Cuando Edward terminó de cambiarse, partimos en su camioneta rastrojera hacia mi casa de verano. Estaba algo nerviosa, pero seguramente, no más que él.
—Tú actúa natural, si te sientes incómodo, me lo dices. — le traté de dar calma, tomando su mano y avanzando por la sala. Todas las visitas, y mis padres, estaban en la parte trasera de la casa.
—Llegamos — sonreí saludando a las visitas, Edward saludó caballerosamente y educadamente a mis padres
—Pueden sentarse — le sonrió mi madre a Edward
Todo estaba yendo de maravilla, el ambiente era… tranquilo. No era muy familiar, porque no estábamos solos, había visitas, pero era cómodo.
Floriane sirvió ensalada de papas para todos, y una carne muy deliciosa. Se me hacía agua la boca, me encantaba la comida que preparaba Floriane, mi madre nunca cocinaba. En parte me parecía inútil, pero la amaba.

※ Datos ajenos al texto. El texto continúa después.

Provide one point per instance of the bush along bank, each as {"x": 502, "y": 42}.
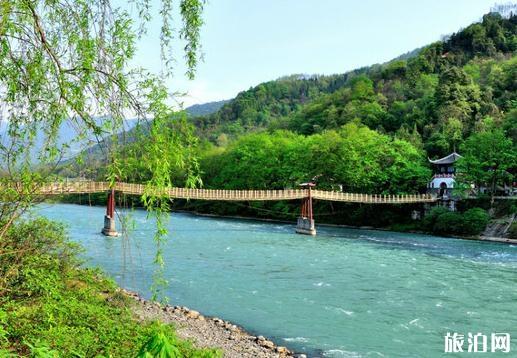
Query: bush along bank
{"x": 51, "y": 307}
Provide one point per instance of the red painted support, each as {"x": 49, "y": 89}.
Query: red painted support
{"x": 305, "y": 223}
{"x": 110, "y": 209}
{"x": 109, "y": 220}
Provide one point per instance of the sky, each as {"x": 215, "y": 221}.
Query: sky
{"x": 246, "y": 42}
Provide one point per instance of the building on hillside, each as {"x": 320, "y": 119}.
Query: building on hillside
{"x": 443, "y": 181}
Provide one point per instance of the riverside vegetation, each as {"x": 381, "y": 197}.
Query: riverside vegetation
{"x": 370, "y": 131}
{"x": 51, "y": 307}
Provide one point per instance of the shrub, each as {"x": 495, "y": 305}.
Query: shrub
{"x": 442, "y": 221}
{"x": 49, "y": 304}
{"x": 449, "y": 223}
{"x": 431, "y": 217}
{"x": 475, "y": 221}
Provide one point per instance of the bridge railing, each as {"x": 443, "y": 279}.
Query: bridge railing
{"x": 83, "y": 187}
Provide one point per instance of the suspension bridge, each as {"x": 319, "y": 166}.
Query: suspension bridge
{"x": 306, "y": 194}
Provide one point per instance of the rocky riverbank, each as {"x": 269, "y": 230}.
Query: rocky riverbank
{"x": 208, "y": 331}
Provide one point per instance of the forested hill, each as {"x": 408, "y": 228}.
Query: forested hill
{"x": 436, "y": 97}
{"x": 198, "y": 110}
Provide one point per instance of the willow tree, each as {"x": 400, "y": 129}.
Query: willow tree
{"x": 69, "y": 62}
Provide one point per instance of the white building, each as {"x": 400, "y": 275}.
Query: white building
{"x": 443, "y": 180}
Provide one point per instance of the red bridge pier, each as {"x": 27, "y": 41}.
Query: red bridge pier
{"x": 109, "y": 228}
{"x": 305, "y": 224}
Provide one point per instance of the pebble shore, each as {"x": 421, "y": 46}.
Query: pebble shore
{"x": 209, "y": 332}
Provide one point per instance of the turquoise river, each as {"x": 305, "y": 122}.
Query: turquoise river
{"x": 344, "y": 293}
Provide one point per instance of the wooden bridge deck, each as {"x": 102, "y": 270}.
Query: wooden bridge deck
{"x": 84, "y": 187}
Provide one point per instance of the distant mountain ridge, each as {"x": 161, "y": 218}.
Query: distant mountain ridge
{"x": 205, "y": 109}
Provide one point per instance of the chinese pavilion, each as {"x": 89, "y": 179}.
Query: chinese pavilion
{"x": 443, "y": 179}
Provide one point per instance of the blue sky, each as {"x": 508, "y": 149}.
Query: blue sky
{"x": 246, "y": 42}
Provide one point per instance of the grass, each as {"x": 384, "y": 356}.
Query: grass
{"x": 51, "y": 307}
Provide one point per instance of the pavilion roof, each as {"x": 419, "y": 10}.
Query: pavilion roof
{"x": 451, "y": 158}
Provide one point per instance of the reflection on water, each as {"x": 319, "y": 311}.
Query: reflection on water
{"x": 344, "y": 293}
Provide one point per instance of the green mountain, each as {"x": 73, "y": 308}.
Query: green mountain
{"x": 437, "y": 95}
{"x": 204, "y": 109}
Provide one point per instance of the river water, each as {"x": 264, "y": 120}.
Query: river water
{"x": 343, "y": 293}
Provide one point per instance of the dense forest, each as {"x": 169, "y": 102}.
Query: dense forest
{"x": 370, "y": 130}
{"x": 428, "y": 104}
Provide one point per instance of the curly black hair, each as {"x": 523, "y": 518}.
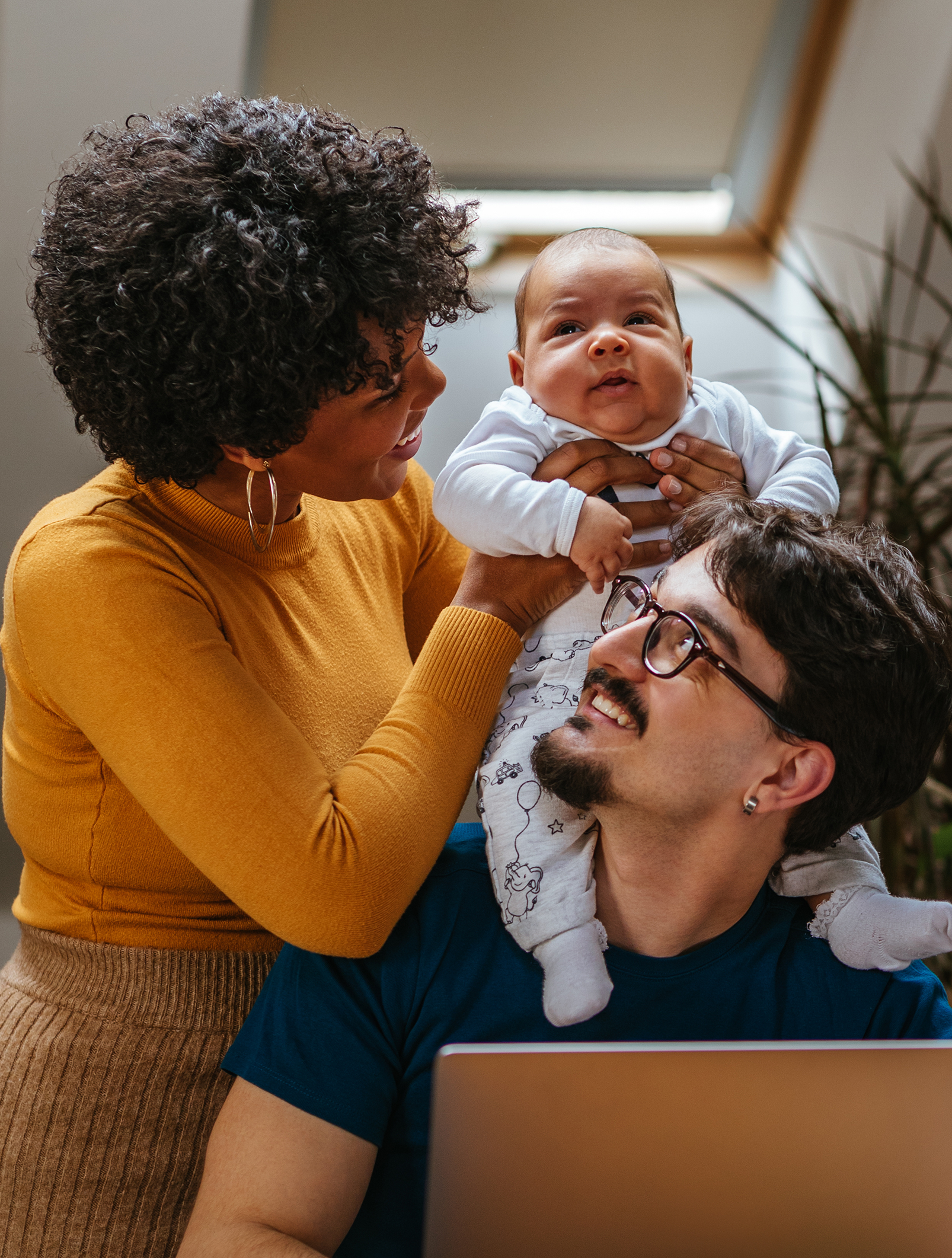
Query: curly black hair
{"x": 203, "y": 273}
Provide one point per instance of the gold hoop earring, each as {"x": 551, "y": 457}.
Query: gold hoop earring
{"x": 255, "y": 529}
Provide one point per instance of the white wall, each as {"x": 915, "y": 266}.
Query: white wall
{"x": 66, "y": 66}
{"x": 886, "y": 98}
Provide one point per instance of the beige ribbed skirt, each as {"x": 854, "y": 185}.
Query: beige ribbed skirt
{"x": 110, "y": 1084}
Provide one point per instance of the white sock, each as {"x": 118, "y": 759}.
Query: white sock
{"x": 576, "y": 983}
{"x": 871, "y": 930}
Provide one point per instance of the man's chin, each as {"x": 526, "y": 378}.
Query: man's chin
{"x": 577, "y": 780}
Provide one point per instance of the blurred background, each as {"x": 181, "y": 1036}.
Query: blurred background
{"x": 705, "y": 126}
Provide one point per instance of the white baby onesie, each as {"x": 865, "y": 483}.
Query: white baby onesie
{"x": 540, "y": 850}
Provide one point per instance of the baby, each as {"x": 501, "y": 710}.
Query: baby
{"x": 602, "y": 354}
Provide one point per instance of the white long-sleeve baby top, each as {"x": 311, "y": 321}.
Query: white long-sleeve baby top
{"x": 487, "y": 499}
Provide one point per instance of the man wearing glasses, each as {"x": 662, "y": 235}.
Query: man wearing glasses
{"x": 782, "y": 682}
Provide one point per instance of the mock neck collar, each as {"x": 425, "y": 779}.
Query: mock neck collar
{"x": 293, "y": 542}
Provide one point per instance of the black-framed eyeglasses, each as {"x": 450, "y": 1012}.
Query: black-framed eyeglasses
{"x": 675, "y": 641}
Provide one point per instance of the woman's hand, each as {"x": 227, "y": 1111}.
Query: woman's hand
{"x": 685, "y": 471}
{"x": 519, "y": 589}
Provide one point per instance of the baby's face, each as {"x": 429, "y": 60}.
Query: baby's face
{"x": 602, "y": 345}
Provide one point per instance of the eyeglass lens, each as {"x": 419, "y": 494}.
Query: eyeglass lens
{"x": 669, "y": 644}
{"x": 625, "y": 604}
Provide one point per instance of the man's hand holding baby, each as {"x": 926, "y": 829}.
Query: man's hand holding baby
{"x": 600, "y": 547}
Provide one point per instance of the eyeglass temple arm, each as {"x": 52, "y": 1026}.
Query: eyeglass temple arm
{"x": 753, "y": 694}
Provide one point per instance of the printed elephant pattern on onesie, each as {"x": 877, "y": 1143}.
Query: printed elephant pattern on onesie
{"x": 537, "y": 846}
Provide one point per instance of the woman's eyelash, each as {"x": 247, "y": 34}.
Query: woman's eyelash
{"x": 394, "y": 393}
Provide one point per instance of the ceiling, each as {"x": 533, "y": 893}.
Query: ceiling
{"x": 535, "y": 94}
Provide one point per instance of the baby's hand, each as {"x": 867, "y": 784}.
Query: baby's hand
{"x": 600, "y": 547}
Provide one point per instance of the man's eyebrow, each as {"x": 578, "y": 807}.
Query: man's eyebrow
{"x": 716, "y": 627}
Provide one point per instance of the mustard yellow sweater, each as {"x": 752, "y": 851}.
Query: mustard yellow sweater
{"x": 206, "y": 748}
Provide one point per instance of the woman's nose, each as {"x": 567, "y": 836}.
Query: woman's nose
{"x": 428, "y": 383}
{"x": 620, "y": 651}
{"x": 608, "y": 343}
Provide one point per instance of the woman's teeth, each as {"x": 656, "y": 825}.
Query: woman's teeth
{"x": 612, "y": 710}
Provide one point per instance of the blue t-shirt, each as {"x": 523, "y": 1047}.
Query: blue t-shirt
{"x": 353, "y": 1042}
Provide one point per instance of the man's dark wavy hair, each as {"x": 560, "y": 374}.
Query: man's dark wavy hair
{"x": 865, "y": 644}
{"x": 202, "y": 276}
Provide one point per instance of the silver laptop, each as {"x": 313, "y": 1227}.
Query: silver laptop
{"x": 761, "y": 1150}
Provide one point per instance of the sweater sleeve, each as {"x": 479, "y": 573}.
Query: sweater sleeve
{"x": 485, "y": 495}
{"x": 778, "y": 466}
{"x": 438, "y": 573}
{"x": 321, "y": 861}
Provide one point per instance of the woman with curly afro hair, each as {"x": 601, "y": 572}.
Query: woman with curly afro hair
{"x": 248, "y": 676}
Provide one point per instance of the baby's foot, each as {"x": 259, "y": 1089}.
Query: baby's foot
{"x": 576, "y": 983}
{"x": 876, "y": 931}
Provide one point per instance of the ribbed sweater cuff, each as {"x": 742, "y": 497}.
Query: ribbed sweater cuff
{"x": 466, "y": 661}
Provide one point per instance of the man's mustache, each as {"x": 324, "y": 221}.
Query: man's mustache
{"x": 620, "y": 691}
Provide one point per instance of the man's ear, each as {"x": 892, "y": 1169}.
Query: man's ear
{"x": 805, "y": 771}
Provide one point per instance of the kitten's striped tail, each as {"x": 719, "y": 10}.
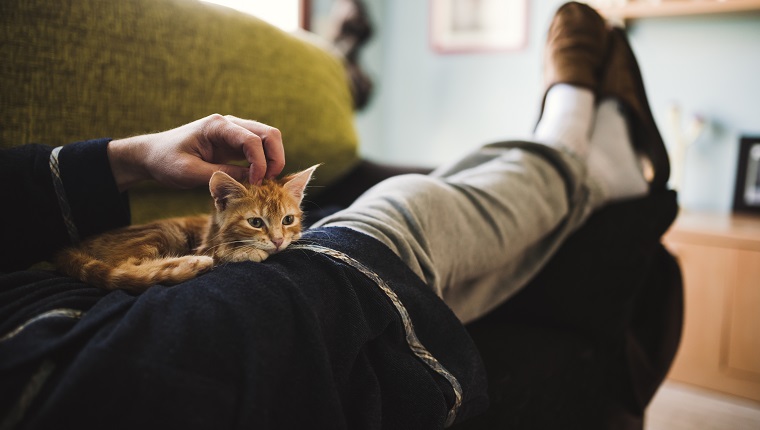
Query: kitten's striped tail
{"x": 134, "y": 274}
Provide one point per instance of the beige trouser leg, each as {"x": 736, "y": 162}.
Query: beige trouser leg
{"x": 480, "y": 229}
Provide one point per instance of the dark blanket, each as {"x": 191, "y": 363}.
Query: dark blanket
{"x": 299, "y": 341}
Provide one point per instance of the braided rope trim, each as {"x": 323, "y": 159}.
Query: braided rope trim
{"x": 60, "y": 192}
{"x": 411, "y": 337}
{"x": 62, "y": 312}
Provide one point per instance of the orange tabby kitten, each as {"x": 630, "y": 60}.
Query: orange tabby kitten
{"x": 249, "y": 223}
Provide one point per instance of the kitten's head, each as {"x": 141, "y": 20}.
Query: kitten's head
{"x": 264, "y": 217}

—¿Y tú de qué trabajas? — le preguntó uno de los muchachos de visita a Edward
—Bueno… yo trabajo en la herrería que está aquí cerca… — murmuró bebiendo un poco de vino que mi padre le había servido
—¿Se puede saber cuánto ganas? —insistió el tipo
—Claro, gano unos centavos… — me miró — Sé que no es mucho, pero no tengo muchos gastos. Alcanza para las pequeñas cosas, no necesito más. — dijo mirándome fijamente, era muy dulce y no mentía
—¿Centavos? — rió el tipo, burlándose
—Sí, lo suficiente para mí, no necesito y no quiero más. — Carajo, ¿Por qué les importaba tanto el dinero?
Mi padre se interesó en la conversación y siguió hablando con los muchachos, mientras que mi madre habló con Edward.
—Entonces, Edward… ¿Qué puedes contarme de ti?
—No mucho, no soy una persona interesante. No tanto como usted… — le sonrió
—Vaya, y ¿Qué pasará entre ustedes cuando el verano acabe? — mi madre metió la pata
—Mamá — la miré con mala cara para que se callase
—¿No lo sabes? Cuando el verano acabe, nos iremos a la ciudad. — carajo
—Mamá, ya basta.
—No sabía que se irían tan pronto, pero nada cambiará señora. — por suerte Edward se lo tomaba muy bien
—¿Todo seguirá igual? Pff, el amor a distancia no funcionará niño.
—Creo que si funcionará, pero bueno, veremos que pasará.
Mi madre y su bocota, la odiaba, no toleraba sus comentarios con mala intención. Después de ese episodio tan incómodo, fuimos al lago con Edward.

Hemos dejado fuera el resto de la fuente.